Verstöße gegen die Residenzpflicht im Bereich der LHM

2016-02-02T17:42:49+00:002. Februar 2016|

STADTRATSANFRAGE, 02. Februar 2016

Asylbewerber verstoßen offenbar in erheblichem Ausmaß gegen die gesetzliche Residenzpflicht. Wie die „Süddeutsche Zeitung“ dieser Tage berichtete, sind allein im Landkreis Ebersberg im Jahr 2015 fast 200 Asylbewerber „verloren“ gegangen.
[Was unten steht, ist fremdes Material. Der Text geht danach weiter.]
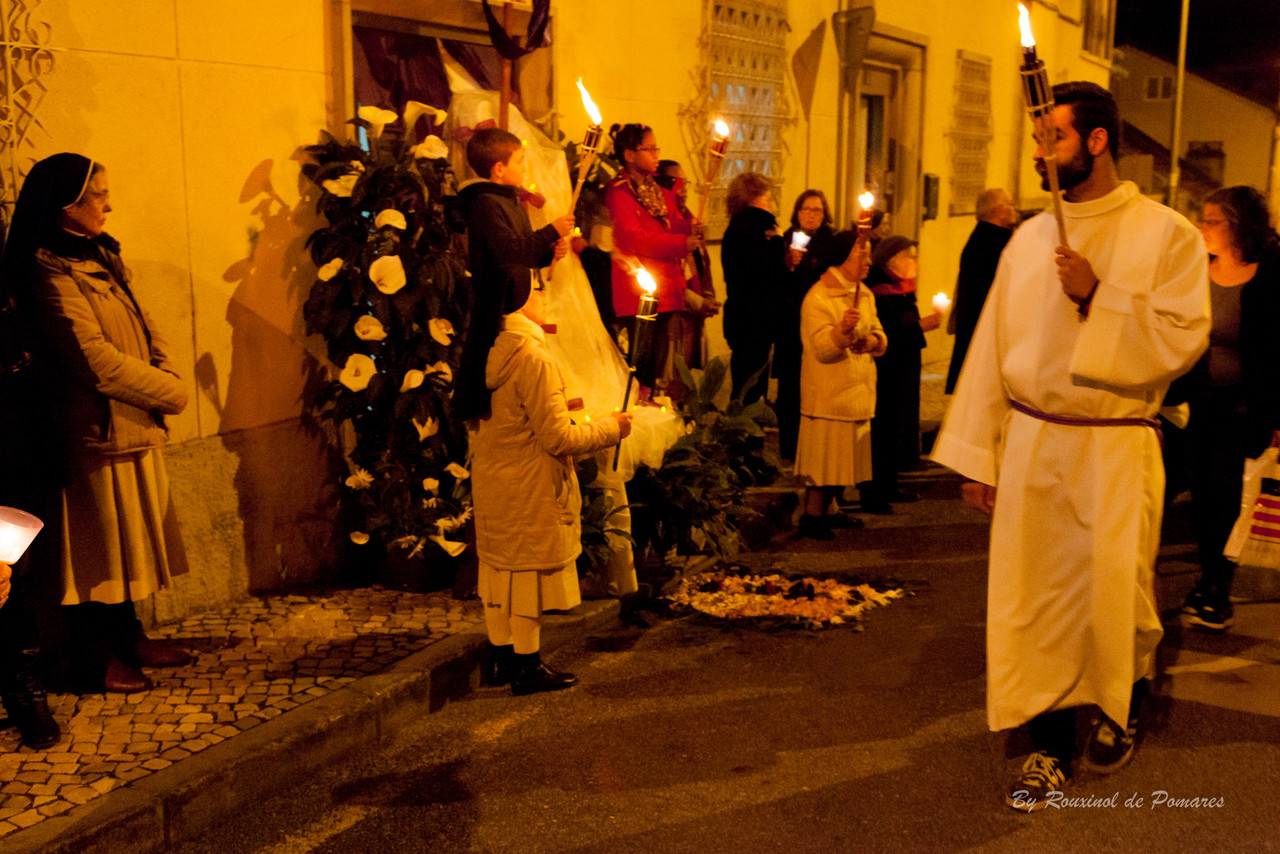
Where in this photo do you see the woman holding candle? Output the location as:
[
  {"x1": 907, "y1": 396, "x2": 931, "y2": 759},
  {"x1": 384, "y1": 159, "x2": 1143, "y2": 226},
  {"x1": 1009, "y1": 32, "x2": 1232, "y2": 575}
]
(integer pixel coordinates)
[
  {"x1": 773, "y1": 189, "x2": 836, "y2": 460},
  {"x1": 859, "y1": 234, "x2": 942, "y2": 513},
  {"x1": 3, "y1": 154, "x2": 189, "y2": 693},
  {"x1": 721, "y1": 172, "x2": 787, "y2": 403},
  {"x1": 795, "y1": 232, "x2": 888, "y2": 539},
  {"x1": 1176, "y1": 187, "x2": 1280, "y2": 631},
  {"x1": 604, "y1": 124, "x2": 701, "y2": 398}
]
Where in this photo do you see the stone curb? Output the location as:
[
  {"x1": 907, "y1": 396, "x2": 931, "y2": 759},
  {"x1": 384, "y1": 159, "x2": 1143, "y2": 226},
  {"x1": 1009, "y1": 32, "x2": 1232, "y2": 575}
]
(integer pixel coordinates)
[{"x1": 3, "y1": 599, "x2": 621, "y2": 854}]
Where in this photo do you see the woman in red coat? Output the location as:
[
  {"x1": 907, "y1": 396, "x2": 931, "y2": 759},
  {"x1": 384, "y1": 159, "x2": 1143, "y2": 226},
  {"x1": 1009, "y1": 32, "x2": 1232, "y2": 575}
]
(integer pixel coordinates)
[{"x1": 604, "y1": 124, "x2": 701, "y2": 388}]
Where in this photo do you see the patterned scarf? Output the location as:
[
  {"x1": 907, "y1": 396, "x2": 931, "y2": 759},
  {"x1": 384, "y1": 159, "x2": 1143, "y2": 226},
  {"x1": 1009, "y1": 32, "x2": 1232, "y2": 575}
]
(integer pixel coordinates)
[{"x1": 627, "y1": 173, "x2": 667, "y2": 225}]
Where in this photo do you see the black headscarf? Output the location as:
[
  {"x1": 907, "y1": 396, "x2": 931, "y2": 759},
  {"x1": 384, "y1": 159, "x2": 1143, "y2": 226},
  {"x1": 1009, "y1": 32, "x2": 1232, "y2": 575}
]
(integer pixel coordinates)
[{"x1": 0, "y1": 151, "x2": 120, "y2": 292}]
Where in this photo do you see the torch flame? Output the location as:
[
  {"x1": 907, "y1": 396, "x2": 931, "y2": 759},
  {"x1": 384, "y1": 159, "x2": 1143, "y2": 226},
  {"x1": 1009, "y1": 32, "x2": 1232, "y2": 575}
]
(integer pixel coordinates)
[
  {"x1": 1018, "y1": 3, "x2": 1036, "y2": 47},
  {"x1": 636, "y1": 268, "x2": 658, "y2": 296},
  {"x1": 577, "y1": 77, "x2": 603, "y2": 124}
]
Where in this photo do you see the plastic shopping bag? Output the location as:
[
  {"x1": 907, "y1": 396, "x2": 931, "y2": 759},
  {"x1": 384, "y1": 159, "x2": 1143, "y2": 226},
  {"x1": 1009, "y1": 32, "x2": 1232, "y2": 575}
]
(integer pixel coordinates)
[{"x1": 1222, "y1": 447, "x2": 1280, "y2": 571}]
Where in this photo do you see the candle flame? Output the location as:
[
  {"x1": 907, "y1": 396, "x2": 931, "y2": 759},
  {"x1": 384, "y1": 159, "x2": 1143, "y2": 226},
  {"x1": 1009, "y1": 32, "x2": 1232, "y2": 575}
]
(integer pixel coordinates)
[
  {"x1": 636, "y1": 268, "x2": 658, "y2": 296},
  {"x1": 1018, "y1": 3, "x2": 1036, "y2": 47},
  {"x1": 577, "y1": 77, "x2": 602, "y2": 124}
]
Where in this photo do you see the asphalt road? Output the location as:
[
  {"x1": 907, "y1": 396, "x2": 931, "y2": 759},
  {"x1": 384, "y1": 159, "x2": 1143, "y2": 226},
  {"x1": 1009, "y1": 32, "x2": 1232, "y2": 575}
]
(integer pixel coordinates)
[{"x1": 178, "y1": 472, "x2": 1280, "y2": 854}]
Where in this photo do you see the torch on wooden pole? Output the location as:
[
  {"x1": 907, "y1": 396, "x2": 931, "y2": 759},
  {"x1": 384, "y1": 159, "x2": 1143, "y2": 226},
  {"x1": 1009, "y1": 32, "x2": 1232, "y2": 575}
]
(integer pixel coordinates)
[
  {"x1": 698, "y1": 119, "x2": 728, "y2": 223},
  {"x1": 1018, "y1": 4, "x2": 1070, "y2": 246},
  {"x1": 613, "y1": 268, "x2": 658, "y2": 471},
  {"x1": 547, "y1": 77, "x2": 604, "y2": 278}
]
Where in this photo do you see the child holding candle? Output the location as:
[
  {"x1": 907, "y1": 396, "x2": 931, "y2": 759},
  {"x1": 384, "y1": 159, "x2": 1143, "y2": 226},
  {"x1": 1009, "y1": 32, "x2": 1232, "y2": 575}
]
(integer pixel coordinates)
[
  {"x1": 471, "y1": 265, "x2": 631, "y2": 694},
  {"x1": 453, "y1": 128, "x2": 573, "y2": 420},
  {"x1": 795, "y1": 232, "x2": 888, "y2": 539}
]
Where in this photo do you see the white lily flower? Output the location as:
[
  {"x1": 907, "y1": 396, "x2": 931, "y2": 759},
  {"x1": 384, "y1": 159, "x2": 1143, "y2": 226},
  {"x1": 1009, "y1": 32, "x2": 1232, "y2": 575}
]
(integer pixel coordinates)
[
  {"x1": 404, "y1": 101, "x2": 449, "y2": 132},
  {"x1": 426, "y1": 361, "x2": 453, "y2": 383},
  {"x1": 320, "y1": 172, "x2": 360, "y2": 198},
  {"x1": 347, "y1": 466, "x2": 374, "y2": 489},
  {"x1": 356, "y1": 314, "x2": 387, "y2": 341},
  {"x1": 401, "y1": 369, "x2": 426, "y2": 394},
  {"x1": 316, "y1": 257, "x2": 351, "y2": 282},
  {"x1": 374, "y1": 207, "x2": 408, "y2": 232},
  {"x1": 338, "y1": 353, "x2": 378, "y2": 392},
  {"x1": 410, "y1": 419, "x2": 440, "y2": 440},
  {"x1": 413, "y1": 133, "x2": 449, "y2": 160},
  {"x1": 426, "y1": 534, "x2": 467, "y2": 557},
  {"x1": 356, "y1": 106, "x2": 399, "y2": 140},
  {"x1": 426, "y1": 318, "x2": 453, "y2": 345},
  {"x1": 369, "y1": 255, "x2": 407, "y2": 294}
]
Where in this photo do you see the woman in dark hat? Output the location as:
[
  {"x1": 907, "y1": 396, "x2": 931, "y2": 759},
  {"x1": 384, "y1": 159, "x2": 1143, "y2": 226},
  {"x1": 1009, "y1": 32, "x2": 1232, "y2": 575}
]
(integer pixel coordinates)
[
  {"x1": 859, "y1": 234, "x2": 942, "y2": 513},
  {"x1": 0, "y1": 154, "x2": 189, "y2": 691}
]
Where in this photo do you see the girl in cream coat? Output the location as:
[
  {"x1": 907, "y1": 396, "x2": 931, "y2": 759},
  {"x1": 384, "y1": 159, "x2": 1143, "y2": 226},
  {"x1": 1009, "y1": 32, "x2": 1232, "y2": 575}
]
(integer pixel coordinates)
[{"x1": 795, "y1": 232, "x2": 888, "y2": 539}]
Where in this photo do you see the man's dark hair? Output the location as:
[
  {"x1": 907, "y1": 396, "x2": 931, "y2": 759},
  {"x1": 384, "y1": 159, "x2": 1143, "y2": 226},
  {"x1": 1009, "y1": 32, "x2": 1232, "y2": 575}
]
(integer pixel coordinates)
[
  {"x1": 1053, "y1": 81, "x2": 1120, "y2": 160},
  {"x1": 467, "y1": 128, "x2": 521, "y2": 178}
]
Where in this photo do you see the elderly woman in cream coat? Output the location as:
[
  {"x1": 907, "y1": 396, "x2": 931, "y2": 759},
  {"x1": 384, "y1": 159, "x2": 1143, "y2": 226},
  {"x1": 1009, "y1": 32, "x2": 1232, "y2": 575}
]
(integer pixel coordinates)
[
  {"x1": 795, "y1": 232, "x2": 888, "y2": 539},
  {"x1": 471, "y1": 268, "x2": 631, "y2": 694}
]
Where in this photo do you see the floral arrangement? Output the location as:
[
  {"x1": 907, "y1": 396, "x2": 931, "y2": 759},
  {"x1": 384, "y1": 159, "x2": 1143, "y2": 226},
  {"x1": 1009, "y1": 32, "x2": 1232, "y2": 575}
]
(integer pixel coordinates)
[
  {"x1": 668, "y1": 572, "x2": 906, "y2": 629},
  {"x1": 302, "y1": 101, "x2": 471, "y2": 568}
]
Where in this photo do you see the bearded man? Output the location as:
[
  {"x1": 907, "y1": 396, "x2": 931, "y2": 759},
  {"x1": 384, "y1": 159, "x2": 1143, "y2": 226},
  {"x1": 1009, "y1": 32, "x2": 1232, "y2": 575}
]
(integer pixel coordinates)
[{"x1": 933, "y1": 82, "x2": 1210, "y2": 812}]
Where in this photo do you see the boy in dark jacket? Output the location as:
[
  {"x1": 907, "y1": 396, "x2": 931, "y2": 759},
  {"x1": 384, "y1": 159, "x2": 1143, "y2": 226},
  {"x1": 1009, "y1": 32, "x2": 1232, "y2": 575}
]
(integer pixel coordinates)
[{"x1": 453, "y1": 128, "x2": 573, "y2": 420}]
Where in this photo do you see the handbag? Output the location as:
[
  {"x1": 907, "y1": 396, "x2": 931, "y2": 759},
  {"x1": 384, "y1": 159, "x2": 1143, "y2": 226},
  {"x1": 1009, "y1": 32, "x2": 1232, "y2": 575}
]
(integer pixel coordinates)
[{"x1": 1222, "y1": 447, "x2": 1280, "y2": 571}]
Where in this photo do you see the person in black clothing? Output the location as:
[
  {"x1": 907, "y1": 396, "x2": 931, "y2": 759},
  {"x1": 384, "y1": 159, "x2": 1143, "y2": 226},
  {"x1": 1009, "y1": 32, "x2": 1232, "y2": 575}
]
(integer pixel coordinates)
[
  {"x1": 858, "y1": 234, "x2": 942, "y2": 513},
  {"x1": 946, "y1": 187, "x2": 1018, "y2": 394},
  {"x1": 453, "y1": 128, "x2": 573, "y2": 421},
  {"x1": 721, "y1": 172, "x2": 787, "y2": 403},
  {"x1": 773, "y1": 189, "x2": 836, "y2": 460},
  {"x1": 1165, "y1": 187, "x2": 1280, "y2": 631}
]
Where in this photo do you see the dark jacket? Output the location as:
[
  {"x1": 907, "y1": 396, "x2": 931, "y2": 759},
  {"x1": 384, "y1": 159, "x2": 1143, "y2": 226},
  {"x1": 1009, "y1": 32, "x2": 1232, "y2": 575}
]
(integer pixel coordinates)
[
  {"x1": 721, "y1": 207, "x2": 788, "y2": 352},
  {"x1": 453, "y1": 181, "x2": 559, "y2": 420},
  {"x1": 946, "y1": 222, "x2": 1014, "y2": 394}
]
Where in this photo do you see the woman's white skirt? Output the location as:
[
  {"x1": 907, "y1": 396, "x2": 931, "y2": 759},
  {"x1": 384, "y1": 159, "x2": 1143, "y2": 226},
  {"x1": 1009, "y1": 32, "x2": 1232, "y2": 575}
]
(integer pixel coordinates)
[{"x1": 795, "y1": 415, "x2": 872, "y2": 487}]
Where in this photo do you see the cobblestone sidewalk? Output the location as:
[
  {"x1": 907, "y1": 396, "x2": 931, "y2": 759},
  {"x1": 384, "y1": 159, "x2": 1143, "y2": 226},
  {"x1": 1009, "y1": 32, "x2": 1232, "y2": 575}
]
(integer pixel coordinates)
[{"x1": 0, "y1": 586, "x2": 484, "y2": 840}]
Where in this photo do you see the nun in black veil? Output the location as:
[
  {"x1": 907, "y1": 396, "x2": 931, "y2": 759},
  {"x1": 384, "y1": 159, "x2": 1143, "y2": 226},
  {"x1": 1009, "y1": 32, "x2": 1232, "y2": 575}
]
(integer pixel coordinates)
[{"x1": 0, "y1": 154, "x2": 189, "y2": 693}]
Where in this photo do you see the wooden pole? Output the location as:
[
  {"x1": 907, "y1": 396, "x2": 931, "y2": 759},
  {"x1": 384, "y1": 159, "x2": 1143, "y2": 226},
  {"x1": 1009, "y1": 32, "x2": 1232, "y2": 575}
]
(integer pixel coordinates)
[{"x1": 498, "y1": 3, "x2": 512, "y2": 131}]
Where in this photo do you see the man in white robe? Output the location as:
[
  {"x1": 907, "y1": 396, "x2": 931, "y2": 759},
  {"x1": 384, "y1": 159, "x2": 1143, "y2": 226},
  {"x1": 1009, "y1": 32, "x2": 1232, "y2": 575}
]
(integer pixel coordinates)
[{"x1": 933, "y1": 83, "x2": 1210, "y2": 810}]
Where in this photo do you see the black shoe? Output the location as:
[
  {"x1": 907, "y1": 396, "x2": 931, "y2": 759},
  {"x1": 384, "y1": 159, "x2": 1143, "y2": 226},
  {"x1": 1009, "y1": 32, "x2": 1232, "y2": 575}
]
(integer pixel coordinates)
[
  {"x1": 0, "y1": 649, "x2": 63, "y2": 750},
  {"x1": 511, "y1": 653, "x2": 577, "y2": 697},
  {"x1": 796, "y1": 513, "x2": 836, "y2": 540},
  {"x1": 1084, "y1": 716, "x2": 1138, "y2": 773},
  {"x1": 1005, "y1": 752, "x2": 1066, "y2": 813},
  {"x1": 480, "y1": 644, "x2": 516, "y2": 688}
]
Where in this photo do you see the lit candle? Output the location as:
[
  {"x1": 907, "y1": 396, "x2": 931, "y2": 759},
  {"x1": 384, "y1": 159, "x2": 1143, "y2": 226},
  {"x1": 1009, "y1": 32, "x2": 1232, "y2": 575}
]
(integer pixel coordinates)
[
  {"x1": 613, "y1": 266, "x2": 658, "y2": 471},
  {"x1": 698, "y1": 119, "x2": 728, "y2": 222},
  {"x1": 858, "y1": 192, "x2": 876, "y2": 241},
  {"x1": 1018, "y1": 3, "x2": 1068, "y2": 246},
  {"x1": 0, "y1": 507, "x2": 45, "y2": 563}
]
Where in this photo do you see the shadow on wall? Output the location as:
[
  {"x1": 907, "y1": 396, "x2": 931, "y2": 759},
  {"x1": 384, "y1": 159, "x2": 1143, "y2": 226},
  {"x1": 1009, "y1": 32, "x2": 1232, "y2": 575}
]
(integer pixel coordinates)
[{"x1": 196, "y1": 150, "x2": 338, "y2": 592}]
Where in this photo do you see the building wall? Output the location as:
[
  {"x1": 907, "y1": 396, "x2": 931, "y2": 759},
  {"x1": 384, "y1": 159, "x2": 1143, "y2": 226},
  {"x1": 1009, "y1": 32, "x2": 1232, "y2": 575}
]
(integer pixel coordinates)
[
  {"x1": 1112, "y1": 46, "x2": 1276, "y2": 192},
  {"x1": 6, "y1": 0, "x2": 340, "y2": 618}
]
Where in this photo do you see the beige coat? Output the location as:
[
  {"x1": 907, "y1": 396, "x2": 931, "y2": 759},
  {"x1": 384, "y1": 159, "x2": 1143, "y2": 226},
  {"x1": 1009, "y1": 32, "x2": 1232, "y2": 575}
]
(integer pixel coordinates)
[
  {"x1": 471, "y1": 314, "x2": 618, "y2": 570},
  {"x1": 36, "y1": 250, "x2": 187, "y2": 456},
  {"x1": 800, "y1": 270, "x2": 887, "y2": 421}
]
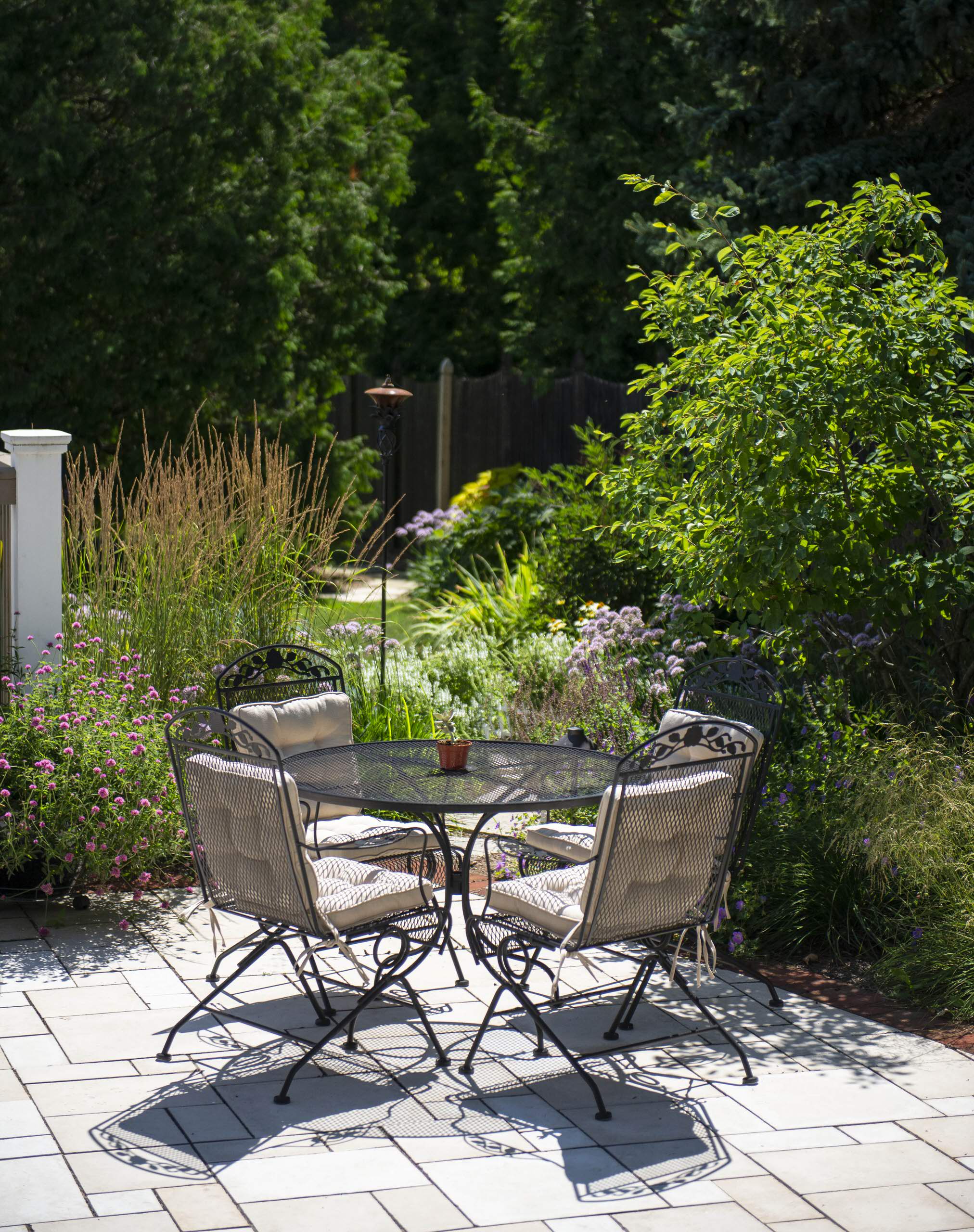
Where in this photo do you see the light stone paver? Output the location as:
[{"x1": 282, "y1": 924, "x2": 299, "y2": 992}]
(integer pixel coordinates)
[
  {"x1": 815, "y1": 1185, "x2": 974, "y2": 1232},
  {"x1": 159, "y1": 1184, "x2": 243, "y2": 1232},
  {"x1": 0, "y1": 904, "x2": 974, "y2": 1232}
]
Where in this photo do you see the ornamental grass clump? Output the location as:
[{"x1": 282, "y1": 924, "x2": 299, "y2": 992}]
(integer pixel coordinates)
[
  {"x1": 0, "y1": 622, "x2": 190, "y2": 898},
  {"x1": 64, "y1": 427, "x2": 385, "y2": 693}
]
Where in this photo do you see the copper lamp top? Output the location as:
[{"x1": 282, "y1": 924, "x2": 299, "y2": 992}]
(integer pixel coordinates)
[{"x1": 366, "y1": 377, "x2": 412, "y2": 410}]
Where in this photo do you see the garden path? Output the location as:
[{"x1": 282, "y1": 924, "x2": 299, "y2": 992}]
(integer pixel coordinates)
[{"x1": 0, "y1": 904, "x2": 974, "y2": 1232}]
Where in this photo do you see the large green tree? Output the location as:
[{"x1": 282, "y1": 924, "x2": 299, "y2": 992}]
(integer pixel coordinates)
[
  {"x1": 604, "y1": 176, "x2": 974, "y2": 710},
  {"x1": 473, "y1": 0, "x2": 702, "y2": 378},
  {"x1": 0, "y1": 0, "x2": 415, "y2": 458},
  {"x1": 665, "y1": 0, "x2": 974, "y2": 291}
]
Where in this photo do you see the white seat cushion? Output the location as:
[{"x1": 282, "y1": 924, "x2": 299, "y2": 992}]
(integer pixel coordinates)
[
  {"x1": 487, "y1": 867, "x2": 589, "y2": 937},
  {"x1": 525, "y1": 822, "x2": 595, "y2": 860},
  {"x1": 230, "y1": 693, "x2": 361, "y2": 822},
  {"x1": 311, "y1": 855, "x2": 432, "y2": 935},
  {"x1": 304, "y1": 813, "x2": 428, "y2": 860}
]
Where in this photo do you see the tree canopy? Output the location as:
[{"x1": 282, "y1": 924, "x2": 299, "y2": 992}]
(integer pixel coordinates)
[
  {"x1": 0, "y1": 0, "x2": 415, "y2": 458},
  {"x1": 603, "y1": 176, "x2": 974, "y2": 707}
]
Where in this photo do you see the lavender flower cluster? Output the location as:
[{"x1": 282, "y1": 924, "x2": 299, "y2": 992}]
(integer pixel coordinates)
[
  {"x1": 395, "y1": 505, "x2": 467, "y2": 539},
  {"x1": 328, "y1": 620, "x2": 403, "y2": 654},
  {"x1": 565, "y1": 595, "x2": 707, "y2": 697}
]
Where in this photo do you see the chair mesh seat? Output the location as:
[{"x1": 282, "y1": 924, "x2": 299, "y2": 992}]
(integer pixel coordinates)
[
  {"x1": 304, "y1": 814, "x2": 426, "y2": 860},
  {"x1": 311, "y1": 856, "x2": 432, "y2": 930},
  {"x1": 525, "y1": 822, "x2": 595, "y2": 860}
]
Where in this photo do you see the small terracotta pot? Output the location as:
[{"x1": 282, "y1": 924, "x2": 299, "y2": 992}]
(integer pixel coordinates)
[{"x1": 436, "y1": 741, "x2": 472, "y2": 770}]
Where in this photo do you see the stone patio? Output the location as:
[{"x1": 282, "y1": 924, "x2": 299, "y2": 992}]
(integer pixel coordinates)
[{"x1": 0, "y1": 904, "x2": 974, "y2": 1232}]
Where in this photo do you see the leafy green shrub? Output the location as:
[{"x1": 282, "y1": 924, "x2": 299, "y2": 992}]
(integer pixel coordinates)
[
  {"x1": 416, "y1": 542, "x2": 544, "y2": 644},
  {"x1": 0, "y1": 622, "x2": 197, "y2": 897},
  {"x1": 604, "y1": 176, "x2": 974, "y2": 710}
]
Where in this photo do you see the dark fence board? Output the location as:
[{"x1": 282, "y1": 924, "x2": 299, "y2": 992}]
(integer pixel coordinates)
[{"x1": 331, "y1": 367, "x2": 643, "y2": 524}]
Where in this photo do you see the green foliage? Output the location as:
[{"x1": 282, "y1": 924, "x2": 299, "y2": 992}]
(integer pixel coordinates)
[
  {"x1": 0, "y1": 0, "x2": 415, "y2": 461},
  {"x1": 0, "y1": 623, "x2": 194, "y2": 897},
  {"x1": 604, "y1": 176, "x2": 974, "y2": 707},
  {"x1": 473, "y1": 0, "x2": 698, "y2": 377},
  {"x1": 64, "y1": 430, "x2": 374, "y2": 695},
  {"x1": 416, "y1": 543, "x2": 544, "y2": 645},
  {"x1": 667, "y1": 0, "x2": 974, "y2": 295},
  {"x1": 325, "y1": 0, "x2": 510, "y2": 379},
  {"x1": 721, "y1": 705, "x2": 974, "y2": 1021},
  {"x1": 405, "y1": 482, "x2": 551, "y2": 601}
]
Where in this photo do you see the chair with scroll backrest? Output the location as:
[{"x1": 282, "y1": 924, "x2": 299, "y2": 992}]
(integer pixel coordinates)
[
  {"x1": 159, "y1": 707, "x2": 447, "y2": 1103},
  {"x1": 213, "y1": 643, "x2": 345, "y2": 710},
  {"x1": 463, "y1": 717, "x2": 762, "y2": 1120}
]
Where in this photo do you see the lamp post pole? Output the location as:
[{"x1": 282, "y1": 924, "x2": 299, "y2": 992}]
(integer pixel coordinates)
[{"x1": 366, "y1": 376, "x2": 412, "y2": 693}]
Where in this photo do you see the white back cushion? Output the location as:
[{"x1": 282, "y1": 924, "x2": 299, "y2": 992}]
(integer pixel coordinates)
[{"x1": 230, "y1": 693, "x2": 352, "y2": 757}]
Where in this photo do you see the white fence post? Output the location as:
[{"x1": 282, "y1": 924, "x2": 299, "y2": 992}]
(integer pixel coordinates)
[
  {"x1": 436, "y1": 360, "x2": 453, "y2": 509},
  {"x1": 0, "y1": 427, "x2": 71, "y2": 668}
]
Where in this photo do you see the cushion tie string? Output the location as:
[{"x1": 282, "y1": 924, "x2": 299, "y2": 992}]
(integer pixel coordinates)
[
  {"x1": 295, "y1": 908, "x2": 372, "y2": 987},
  {"x1": 551, "y1": 920, "x2": 591, "y2": 1001},
  {"x1": 670, "y1": 924, "x2": 717, "y2": 988},
  {"x1": 713, "y1": 872, "x2": 730, "y2": 931},
  {"x1": 180, "y1": 899, "x2": 227, "y2": 959}
]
Drei Viertel konnten mit Hilfe der Polizei inzwischen wiedergefunden werden. Bei 47 Asylbewerbern ist der Aufenthaltsort weiter unbekannt. – Auswirkungen auf ein laufendes Asylverfahren hat das Untertauchen aber offenbar nicht, was umso bemerkenswerter ist, als ein Verstoß gegen die Wohnsitzauflage eine Straftat, die nach dem Asylgesetz mit Geldstrafe oder Haft bis zu einem Jahr belegt werden kann. Das im SZ-Bericht erwähnte Landratsamt Ebersberg bringt die Fälle allerdings nicht zu Anzeige. „Auch dem Münchner Rechtsanwalt Daniel Schmidt-Blümel, der auf Asylrecht spezialisiert ist, sind aus der Praxis keine entsprechenden Fälle bekannt. Die Ausländerbehörden hätten schlicht keine Zeit, solche Verstöße zu verfolgen.“ (zit. nach: http://www.sueddeutsche.de/muenchen/ebersberg/ebersberg-leere-betten-in-der-turnhalle-1.2836013; zuletzt abgerufen: 02.02.2016, 9.52 Uhr). – Hier stellen sich Fragen nach der Situation in der LHM.

Ich frage den Oberbürgermeister:

1. Wie viele Verstöße gegen die gesetzliche Wohnsitzauflage (Residenzpflicht) wurden 2015 bei der LHM aktenkundig?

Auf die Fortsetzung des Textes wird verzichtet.